Title :   VISCOUS FLOW ALONG A CORNER. PART I. ASYMPTOTIC FEATURES OF THE CORNER LAYER EQUATIONS,

Corporate Author : POLYTECHNIC INST OF BROOKLYN FARMINGDALE N Y DEPT OF AEROSPACE ENGINEERING AND APPLIED MECHANICS

Personal Author(s) : Pal,Alexander ; Rubin,Stanley G.

Report Date : MAY 1969

Pagination or Media Count : 45

Abstract : The asymptotic behavior of the equations governing the viscous flow along a right-angle corner is considered. It is demonstrated that consistent asymptotic series exist for the inner corner layer region. These expansions satisfy the corner layer equations and associated boundary conditions. They exhibit algebraic decay of all the flow properties into the boundary layer away from the corner, and prescribe algebraic decay of the cross flow velocities into the outer potential flow. Of course, the streamwise velocity and vorticity are constrained to decay exponentially into the potential flow. The form of this algebraic behavior is required in order to facilitate numerical solution of the corner layer equations. Of particular significance is the use of symmetry as a means of providing a boundary condition, predicting the appearance of logarithmic terms, and specifying the occurrence of arbitrary constants.

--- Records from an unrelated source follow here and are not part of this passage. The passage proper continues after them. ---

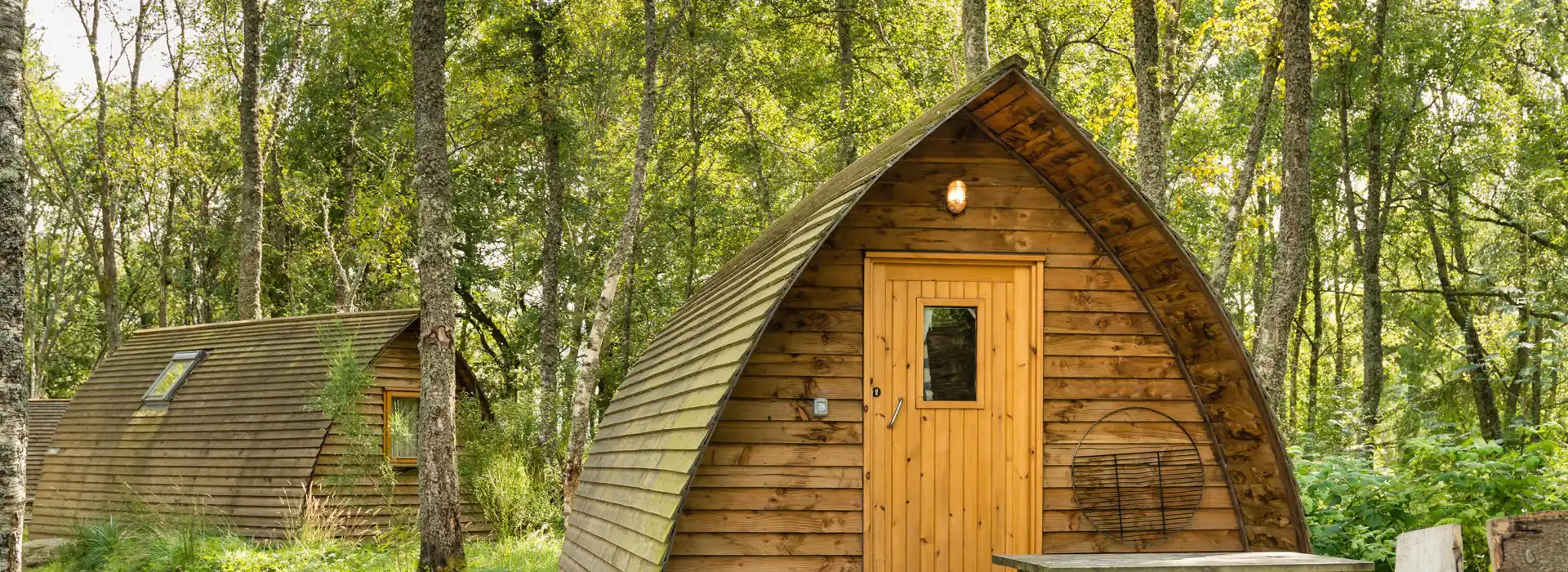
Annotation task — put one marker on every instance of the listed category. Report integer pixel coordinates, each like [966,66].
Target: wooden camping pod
[712,457]
[243,440]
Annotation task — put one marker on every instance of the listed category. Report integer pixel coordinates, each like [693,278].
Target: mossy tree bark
[591,360]
[15,384]
[1295,201]
[439,500]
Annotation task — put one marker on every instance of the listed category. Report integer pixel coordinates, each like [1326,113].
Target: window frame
[194,356]
[982,343]
[386,423]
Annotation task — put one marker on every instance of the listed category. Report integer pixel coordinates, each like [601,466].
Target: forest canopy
[1435,297]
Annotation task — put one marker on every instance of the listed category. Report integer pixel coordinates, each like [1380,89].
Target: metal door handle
[896,409]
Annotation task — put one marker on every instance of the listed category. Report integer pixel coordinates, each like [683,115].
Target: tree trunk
[347,284]
[1249,172]
[250,278]
[1295,198]
[1479,372]
[590,360]
[976,56]
[1372,240]
[843,10]
[439,500]
[550,249]
[1145,74]
[15,384]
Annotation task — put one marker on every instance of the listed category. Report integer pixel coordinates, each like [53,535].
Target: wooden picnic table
[1196,561]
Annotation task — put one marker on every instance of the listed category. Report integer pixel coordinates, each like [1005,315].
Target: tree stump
[1437,549]
[1529,543]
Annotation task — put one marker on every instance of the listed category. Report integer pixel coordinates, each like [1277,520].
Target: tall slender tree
[248,284]
[843,11]
[591,360]
[1295,198]
[974,29]
[1225,256]
[15,386]
[541,16]
[439,500]
[1147,80]
[1370,240]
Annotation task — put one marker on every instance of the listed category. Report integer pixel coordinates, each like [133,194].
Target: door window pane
[951,353]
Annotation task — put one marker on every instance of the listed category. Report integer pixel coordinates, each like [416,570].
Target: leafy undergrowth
[1356,508]
[119,546]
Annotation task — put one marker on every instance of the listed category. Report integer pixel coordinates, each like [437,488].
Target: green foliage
[117,546]
[1356,510]
[516,491]
[347,381]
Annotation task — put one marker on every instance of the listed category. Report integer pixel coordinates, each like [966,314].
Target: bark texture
[1295,201]
[252,199]
[1249,172]
[976,54]
[1479,370]
[439,500]
[15,384]
[590,360]
[1371,240]
[1152,124]
[550,249]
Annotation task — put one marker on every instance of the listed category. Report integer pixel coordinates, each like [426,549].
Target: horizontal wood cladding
[768,342]
[1036,131]
[237,442]
[42,419]
[778,483]
[345,505]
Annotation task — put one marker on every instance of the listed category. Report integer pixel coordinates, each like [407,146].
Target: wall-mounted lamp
[957,196]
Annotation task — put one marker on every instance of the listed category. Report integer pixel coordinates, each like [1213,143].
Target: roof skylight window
[173,377]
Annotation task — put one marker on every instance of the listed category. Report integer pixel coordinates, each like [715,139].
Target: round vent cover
[1137,494]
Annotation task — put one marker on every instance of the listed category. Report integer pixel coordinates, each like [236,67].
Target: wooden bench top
[1232,561]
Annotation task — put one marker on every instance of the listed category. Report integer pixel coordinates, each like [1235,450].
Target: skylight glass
[173,375]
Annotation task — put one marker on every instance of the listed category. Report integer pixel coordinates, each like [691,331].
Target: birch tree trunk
[1145,76]
[1249,172]
[591,360]
[976,54]
[1479,372]
[1295,199]
[250,281]
[1372,240]
[843,10]
[550,249]
[15,384]
[439,500]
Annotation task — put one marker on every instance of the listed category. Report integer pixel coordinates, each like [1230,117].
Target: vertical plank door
[952,411]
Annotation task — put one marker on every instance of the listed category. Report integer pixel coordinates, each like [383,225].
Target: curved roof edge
[659,422]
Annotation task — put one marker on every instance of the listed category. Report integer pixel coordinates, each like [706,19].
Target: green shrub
[1356,508]
[516,491]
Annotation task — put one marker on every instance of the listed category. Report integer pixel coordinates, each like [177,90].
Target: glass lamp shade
[957,196]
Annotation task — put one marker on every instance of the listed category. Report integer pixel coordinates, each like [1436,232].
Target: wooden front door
[952,411]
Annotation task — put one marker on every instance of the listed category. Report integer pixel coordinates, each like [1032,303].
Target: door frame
[1036,416]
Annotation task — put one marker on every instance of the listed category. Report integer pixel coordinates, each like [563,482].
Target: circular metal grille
[1137,494]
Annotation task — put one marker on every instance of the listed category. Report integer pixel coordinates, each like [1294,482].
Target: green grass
[115,547]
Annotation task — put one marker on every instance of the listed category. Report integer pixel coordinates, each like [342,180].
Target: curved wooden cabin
[42,418]
[1043,372]
[240,439]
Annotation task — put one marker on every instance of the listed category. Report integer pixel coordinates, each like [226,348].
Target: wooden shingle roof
[42,418]
[237,440]
[662,418]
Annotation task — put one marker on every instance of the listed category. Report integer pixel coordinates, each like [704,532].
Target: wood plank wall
[778,489]
[42,418]
[359,508]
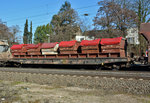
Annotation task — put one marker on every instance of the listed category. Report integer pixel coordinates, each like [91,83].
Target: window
[3,48]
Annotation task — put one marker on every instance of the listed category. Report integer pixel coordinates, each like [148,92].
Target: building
[133,36]
[80,38]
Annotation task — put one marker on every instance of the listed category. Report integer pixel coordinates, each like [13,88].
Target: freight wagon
[99,52]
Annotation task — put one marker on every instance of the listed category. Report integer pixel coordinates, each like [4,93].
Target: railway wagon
[99,52]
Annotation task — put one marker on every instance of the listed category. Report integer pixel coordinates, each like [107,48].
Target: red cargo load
[90,42]
[110,41]
[17,47]
[48,45]
[67,43]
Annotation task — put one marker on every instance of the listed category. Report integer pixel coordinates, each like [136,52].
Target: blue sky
[40,12]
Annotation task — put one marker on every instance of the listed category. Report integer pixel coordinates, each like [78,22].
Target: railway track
[93,73]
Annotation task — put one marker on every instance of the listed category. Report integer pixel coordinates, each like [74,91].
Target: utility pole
[48,35]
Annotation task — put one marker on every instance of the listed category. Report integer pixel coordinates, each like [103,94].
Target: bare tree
[114,16]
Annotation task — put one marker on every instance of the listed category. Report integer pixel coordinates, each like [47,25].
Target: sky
[40,12]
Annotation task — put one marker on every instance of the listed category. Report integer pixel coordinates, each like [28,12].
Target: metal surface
[145,31]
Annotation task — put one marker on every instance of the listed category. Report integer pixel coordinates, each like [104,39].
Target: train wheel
[116,67]
[2,64]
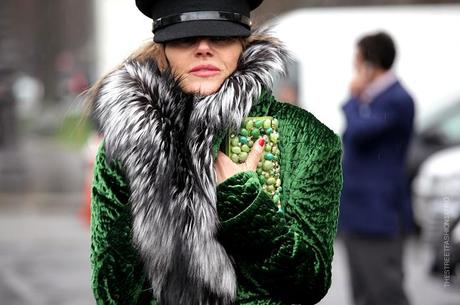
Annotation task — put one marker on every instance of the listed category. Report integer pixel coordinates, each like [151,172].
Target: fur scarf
[163,139]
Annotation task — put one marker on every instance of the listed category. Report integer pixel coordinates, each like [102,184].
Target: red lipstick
[204,70]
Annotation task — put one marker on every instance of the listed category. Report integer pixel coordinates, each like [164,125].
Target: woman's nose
[204,47]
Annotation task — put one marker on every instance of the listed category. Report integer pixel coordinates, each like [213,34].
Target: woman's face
[203,63]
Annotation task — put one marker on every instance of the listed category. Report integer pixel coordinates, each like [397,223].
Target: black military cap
[176,19]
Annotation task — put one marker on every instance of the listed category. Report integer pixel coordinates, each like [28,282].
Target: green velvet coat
[280,257]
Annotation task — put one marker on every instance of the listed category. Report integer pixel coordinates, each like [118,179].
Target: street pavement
[44,245]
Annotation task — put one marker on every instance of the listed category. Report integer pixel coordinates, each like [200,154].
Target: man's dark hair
[378,49]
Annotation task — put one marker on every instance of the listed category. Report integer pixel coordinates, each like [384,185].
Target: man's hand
[225,167]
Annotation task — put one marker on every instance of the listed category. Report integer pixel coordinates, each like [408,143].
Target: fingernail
[261,142]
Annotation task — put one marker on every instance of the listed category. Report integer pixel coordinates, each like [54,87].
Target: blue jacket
[375,199]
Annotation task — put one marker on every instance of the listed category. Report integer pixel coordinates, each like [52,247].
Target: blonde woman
[174,220]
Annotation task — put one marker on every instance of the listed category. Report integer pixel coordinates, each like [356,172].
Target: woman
[174,221]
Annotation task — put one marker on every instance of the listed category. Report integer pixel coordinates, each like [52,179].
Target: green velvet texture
[282,257]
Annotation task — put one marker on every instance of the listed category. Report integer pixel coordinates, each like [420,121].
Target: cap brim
[199,28]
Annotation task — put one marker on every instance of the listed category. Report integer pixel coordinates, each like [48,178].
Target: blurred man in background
[375,207]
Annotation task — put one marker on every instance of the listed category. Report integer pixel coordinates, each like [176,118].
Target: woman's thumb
[255,154]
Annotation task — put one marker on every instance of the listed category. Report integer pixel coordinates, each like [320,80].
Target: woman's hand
[225,167]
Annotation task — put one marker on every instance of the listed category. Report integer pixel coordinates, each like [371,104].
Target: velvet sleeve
[287,254]
[117,275]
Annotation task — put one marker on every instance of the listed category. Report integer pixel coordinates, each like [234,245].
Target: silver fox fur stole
[163,139]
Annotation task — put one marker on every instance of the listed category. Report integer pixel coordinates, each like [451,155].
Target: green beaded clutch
[237,147]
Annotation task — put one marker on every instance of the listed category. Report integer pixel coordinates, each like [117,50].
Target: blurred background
[52,50]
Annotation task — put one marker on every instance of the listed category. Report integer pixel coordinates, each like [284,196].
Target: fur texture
[163,139]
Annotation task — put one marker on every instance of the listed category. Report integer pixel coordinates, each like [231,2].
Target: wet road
[44,247]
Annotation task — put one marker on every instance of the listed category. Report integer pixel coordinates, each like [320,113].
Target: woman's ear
[161,59]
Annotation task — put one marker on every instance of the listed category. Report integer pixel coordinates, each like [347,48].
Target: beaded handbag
[238,146]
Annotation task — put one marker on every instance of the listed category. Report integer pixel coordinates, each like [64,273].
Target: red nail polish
[261,142]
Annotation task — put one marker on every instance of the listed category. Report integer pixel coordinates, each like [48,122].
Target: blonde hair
[156,52]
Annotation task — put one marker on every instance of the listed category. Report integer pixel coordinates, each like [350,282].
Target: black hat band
[201,15]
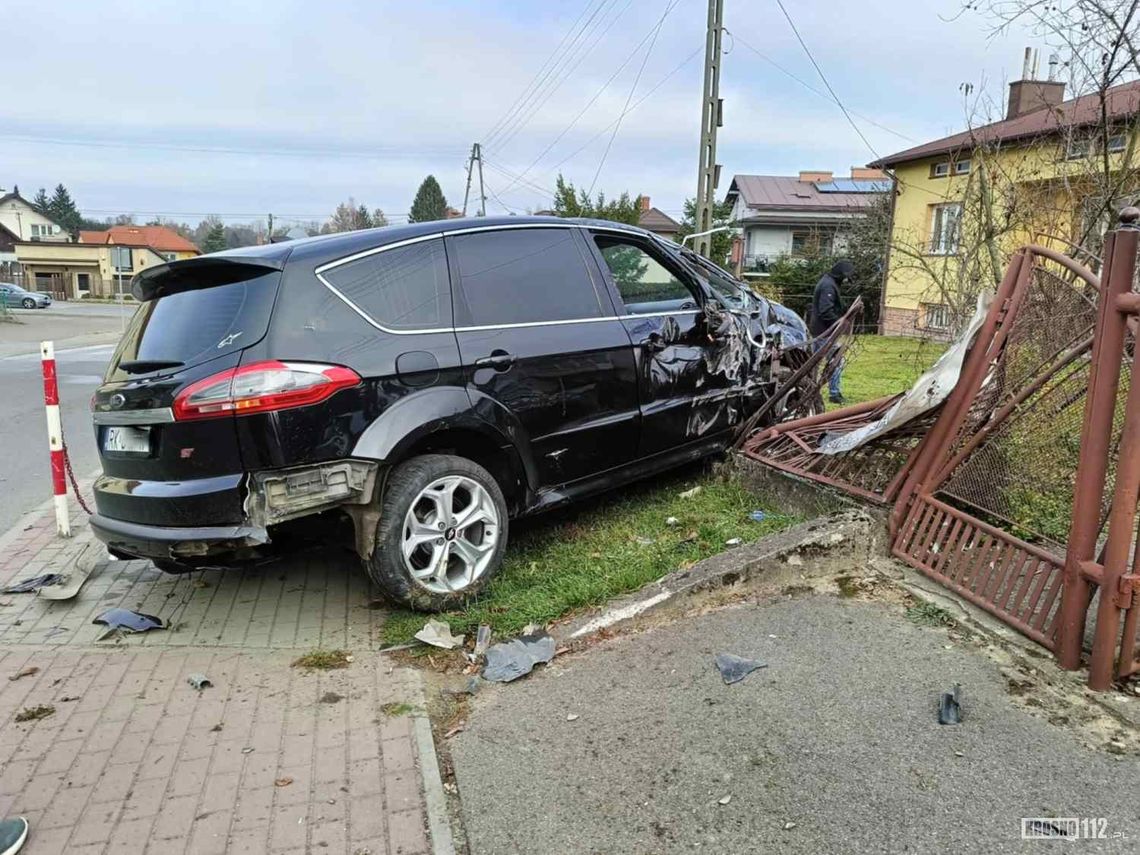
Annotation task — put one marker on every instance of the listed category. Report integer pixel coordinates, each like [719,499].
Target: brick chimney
[1028,95]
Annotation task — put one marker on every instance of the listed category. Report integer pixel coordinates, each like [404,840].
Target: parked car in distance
[426,382]
[14,295]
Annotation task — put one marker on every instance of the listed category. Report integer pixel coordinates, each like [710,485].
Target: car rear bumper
[189,545]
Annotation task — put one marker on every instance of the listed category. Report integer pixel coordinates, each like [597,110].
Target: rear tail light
[261,388]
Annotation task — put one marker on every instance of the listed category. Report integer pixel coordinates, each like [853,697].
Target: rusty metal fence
[1002,494]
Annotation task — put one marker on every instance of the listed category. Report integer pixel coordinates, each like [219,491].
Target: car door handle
[499,360]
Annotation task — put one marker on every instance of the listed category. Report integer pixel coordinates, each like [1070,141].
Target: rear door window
[405,288]
[521,276]
[644,283]
[194,325]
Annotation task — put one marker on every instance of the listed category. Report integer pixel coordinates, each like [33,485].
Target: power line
[824,79]
[567,72]
[629,97]
[587,106]
[553,78]
[807,86]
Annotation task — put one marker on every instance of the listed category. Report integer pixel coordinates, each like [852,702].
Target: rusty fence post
[1096,439]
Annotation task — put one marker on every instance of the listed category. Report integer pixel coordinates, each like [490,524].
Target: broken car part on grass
[516,658]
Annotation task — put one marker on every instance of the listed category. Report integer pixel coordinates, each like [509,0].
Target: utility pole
[477,154]
[711,117]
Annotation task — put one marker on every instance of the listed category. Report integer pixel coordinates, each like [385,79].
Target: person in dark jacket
[827,308]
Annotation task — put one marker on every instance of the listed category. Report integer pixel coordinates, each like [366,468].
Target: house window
[936,316]
[944,228]
[1077,148]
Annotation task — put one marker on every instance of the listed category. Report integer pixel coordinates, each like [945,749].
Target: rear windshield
[195,325]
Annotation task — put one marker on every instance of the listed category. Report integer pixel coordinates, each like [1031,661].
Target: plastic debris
[734,668]
[131,621]
[34,584]
[24,673]
[950,710]
[438,634]
[68,584]
[482,638]
[518,657]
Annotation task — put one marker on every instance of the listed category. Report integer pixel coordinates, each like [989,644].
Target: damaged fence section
[1011,469]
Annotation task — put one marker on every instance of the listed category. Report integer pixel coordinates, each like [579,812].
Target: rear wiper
[141,366]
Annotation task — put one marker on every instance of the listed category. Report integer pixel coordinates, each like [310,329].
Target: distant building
[102,263]
[656,220]
[798,214]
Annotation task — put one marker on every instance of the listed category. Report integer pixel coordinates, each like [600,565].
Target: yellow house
[962,203]
[102,263]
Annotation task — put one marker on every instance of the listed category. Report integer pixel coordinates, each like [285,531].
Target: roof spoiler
[198,273]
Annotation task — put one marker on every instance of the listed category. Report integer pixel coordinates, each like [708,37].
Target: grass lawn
[879,365]
[584,555]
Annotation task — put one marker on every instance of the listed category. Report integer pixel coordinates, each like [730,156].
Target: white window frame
[943,242]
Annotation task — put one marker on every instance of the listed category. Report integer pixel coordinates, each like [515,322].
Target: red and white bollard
[55,437]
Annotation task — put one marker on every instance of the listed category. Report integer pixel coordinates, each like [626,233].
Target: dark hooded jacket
[827,306]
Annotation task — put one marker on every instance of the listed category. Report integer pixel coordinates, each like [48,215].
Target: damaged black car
[417,387]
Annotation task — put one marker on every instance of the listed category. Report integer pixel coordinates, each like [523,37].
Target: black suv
[429,381]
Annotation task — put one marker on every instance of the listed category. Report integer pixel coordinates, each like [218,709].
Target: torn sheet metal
[518,657]
[930,390]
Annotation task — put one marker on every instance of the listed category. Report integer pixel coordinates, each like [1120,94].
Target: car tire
[428,563]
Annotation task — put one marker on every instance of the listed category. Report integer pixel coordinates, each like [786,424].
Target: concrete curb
[439,824]
[845,537]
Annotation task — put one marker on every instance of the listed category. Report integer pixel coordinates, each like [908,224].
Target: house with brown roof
[102,263]
[798,216]
[1037,174]
[656,220]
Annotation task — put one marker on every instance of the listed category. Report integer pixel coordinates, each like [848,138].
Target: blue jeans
[833,390]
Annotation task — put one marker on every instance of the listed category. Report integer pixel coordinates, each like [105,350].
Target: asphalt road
[833,748]
[25,472]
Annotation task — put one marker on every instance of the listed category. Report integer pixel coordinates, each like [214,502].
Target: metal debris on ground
[438,634]
[518,657]
[26,586]
[130,621]
[734,668]
[950,710]
[68,584]
[482,638]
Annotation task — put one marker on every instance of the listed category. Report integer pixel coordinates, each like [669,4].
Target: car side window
[521,276]
[405,288]
[646,286]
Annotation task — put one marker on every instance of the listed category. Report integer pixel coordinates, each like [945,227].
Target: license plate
[127,440]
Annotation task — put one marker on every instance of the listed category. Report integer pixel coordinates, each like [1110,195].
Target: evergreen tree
[216,238]
[62,209]
[41,202]
[430,203]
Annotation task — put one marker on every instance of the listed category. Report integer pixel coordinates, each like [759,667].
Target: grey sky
[314,103]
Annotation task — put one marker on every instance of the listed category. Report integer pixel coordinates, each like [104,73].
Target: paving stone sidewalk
[270,758]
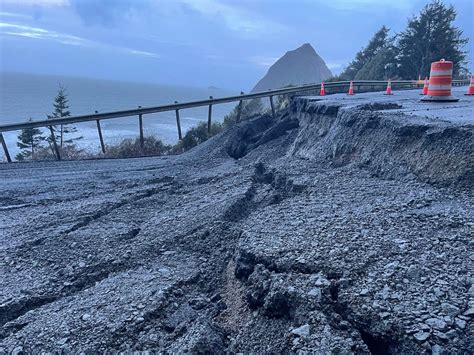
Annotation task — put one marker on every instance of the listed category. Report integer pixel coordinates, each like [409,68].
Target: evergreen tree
[249,109]
[428,38]
[29,141]
[382,66]
[378,42]
[61,109]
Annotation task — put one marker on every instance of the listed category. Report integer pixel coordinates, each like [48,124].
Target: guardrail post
[209,117]
[272,106]
[55,145]
[102,145]
[178,123]
[239,108]
[5,148]
[140,123]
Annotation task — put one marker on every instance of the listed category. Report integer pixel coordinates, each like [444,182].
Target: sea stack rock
[297,67]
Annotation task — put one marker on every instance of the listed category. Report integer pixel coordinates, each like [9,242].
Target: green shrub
[129,148]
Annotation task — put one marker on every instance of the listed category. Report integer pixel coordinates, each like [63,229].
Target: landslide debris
[329,230]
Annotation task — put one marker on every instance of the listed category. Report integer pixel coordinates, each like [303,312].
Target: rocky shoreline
[336,228]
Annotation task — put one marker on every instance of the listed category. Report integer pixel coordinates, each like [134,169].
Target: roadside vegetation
[35,145]
[408,55]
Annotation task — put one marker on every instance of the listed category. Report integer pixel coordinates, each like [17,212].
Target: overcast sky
[225,43]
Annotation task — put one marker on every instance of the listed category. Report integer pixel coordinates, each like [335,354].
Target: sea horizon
[26,95]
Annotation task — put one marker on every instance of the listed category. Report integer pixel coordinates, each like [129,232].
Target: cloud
[263,61]
[11,14]
[41,33]
[108,13]
[37,2]
[144,53]
[363,4]
[11,29]
[234,18]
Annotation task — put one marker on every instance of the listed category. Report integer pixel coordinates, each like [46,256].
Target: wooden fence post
[5,148]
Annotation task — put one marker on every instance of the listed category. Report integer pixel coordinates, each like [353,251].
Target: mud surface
[316,231]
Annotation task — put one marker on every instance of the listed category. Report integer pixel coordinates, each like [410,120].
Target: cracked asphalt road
[275,236]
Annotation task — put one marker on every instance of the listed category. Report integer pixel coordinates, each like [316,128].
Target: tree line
[427,38]
[35,145]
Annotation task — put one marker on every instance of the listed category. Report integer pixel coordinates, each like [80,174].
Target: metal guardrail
[140,111]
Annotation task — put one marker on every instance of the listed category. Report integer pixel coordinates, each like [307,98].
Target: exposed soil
[331,229]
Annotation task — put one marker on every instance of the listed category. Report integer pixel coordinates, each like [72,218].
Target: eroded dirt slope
[278,235]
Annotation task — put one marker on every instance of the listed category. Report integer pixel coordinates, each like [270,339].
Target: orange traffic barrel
[470,91]
[439,87]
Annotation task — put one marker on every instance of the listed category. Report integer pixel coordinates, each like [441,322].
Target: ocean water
[24,96]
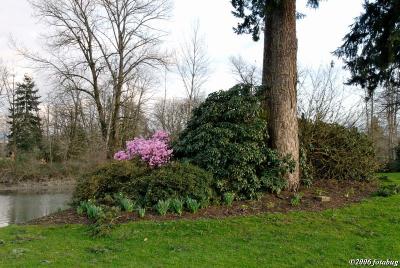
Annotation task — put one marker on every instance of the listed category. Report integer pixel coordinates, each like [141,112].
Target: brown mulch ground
[341,194]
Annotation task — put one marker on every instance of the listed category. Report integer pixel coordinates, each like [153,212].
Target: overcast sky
[319,33]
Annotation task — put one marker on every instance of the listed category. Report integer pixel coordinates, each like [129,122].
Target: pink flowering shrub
[154,151]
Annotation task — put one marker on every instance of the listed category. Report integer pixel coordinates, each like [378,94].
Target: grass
[299,239]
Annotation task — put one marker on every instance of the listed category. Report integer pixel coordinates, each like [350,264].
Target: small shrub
[270,205]
[320,192]
[104,223]
[141,212]
[388,190]
[108,179]
[162,207]
[336,152]
[124,203]
[229,198]
[192,204]
[296,199]
[171,181]
[93,211]
[349,192]
[80,210]
[177,206]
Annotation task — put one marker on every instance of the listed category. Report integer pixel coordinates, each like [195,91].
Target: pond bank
[65,184]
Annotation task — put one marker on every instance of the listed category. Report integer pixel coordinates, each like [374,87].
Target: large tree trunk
[280,80]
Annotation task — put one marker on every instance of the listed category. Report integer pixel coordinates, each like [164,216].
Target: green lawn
[331,238]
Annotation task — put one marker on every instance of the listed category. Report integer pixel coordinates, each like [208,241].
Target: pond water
[21,206]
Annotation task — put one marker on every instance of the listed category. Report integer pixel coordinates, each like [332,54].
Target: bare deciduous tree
[245,72]
[193,65]
[323,97]
[97,46]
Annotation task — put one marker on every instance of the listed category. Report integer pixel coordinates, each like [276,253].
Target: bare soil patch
[341,194]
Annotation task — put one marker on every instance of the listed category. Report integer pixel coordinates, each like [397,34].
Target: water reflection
[20,207]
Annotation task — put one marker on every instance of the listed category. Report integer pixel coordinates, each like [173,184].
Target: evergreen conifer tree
[25,133]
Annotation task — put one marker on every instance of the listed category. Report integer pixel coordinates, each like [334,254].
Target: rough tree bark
[280,79]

These constants can only be determined from the complete corner layer solution. (Author)

Descriptors :   (*BOUNDARY LAYER CONTROL, THREE DIMENSIONAL FLOW), ASYMPTOTIC SERIES, BOUNDARY LAYER, NAVIER STOKES EQUATIONS, LAMINAR FLOW, VORTICES, PARTIAL DIFFERENTIAL EQUATIONS

Subject Categories : Aerodynamics
      Fluid Mechanics

Distribution Statement : APPROVED FOR PUBLIC RELEASE